The link between productivity and wage growth has been temporarily severed due to falling pension costs and import prices, a report by the Resolution Foundation reveals.
The think tank highlighted that this unusual trend has permitted real wages to increase without exacerbating inflationary pressures.
However, the Resolution Foundation warns that this period of “unproductive wage growth” is not sustainable.
Despite a decline in productivity by 0.6 percent over the past year, the UK has witnessed a surprising pay recovery, with real average weekly regular earnings climbing by 2.1 percent up to February, the report notes.

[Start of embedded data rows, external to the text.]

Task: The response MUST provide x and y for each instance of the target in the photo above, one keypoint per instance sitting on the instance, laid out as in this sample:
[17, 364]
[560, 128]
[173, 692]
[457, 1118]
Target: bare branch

Greg Thwaites, research director at the Resolution Foundation, commented: “After 16 years of wage stagnation, real pay packets in Britain are growing again at a healthy two percent.”
He added, “This welcome turnaround is all the more remarkable given that output per worker the ultimate driver of rising wages has actually fallen.”
Thwaites explained that the recent boost in real wages is largely attributable to the reversal of trends that previously diminished pay during the cost-of-living crisis, such as “Falling import prices have boosted our purchasing power, while rising interest rates have allowed firms to redirect pension deficit contributions into pay packets.”
“But while this welcome real wage recovery has been affordable so far, it won’t be in the future. Unless productivity picks up, wage growth will peter out, or pay rises will simply be passed on through higher prices and prolong our inflation problems.”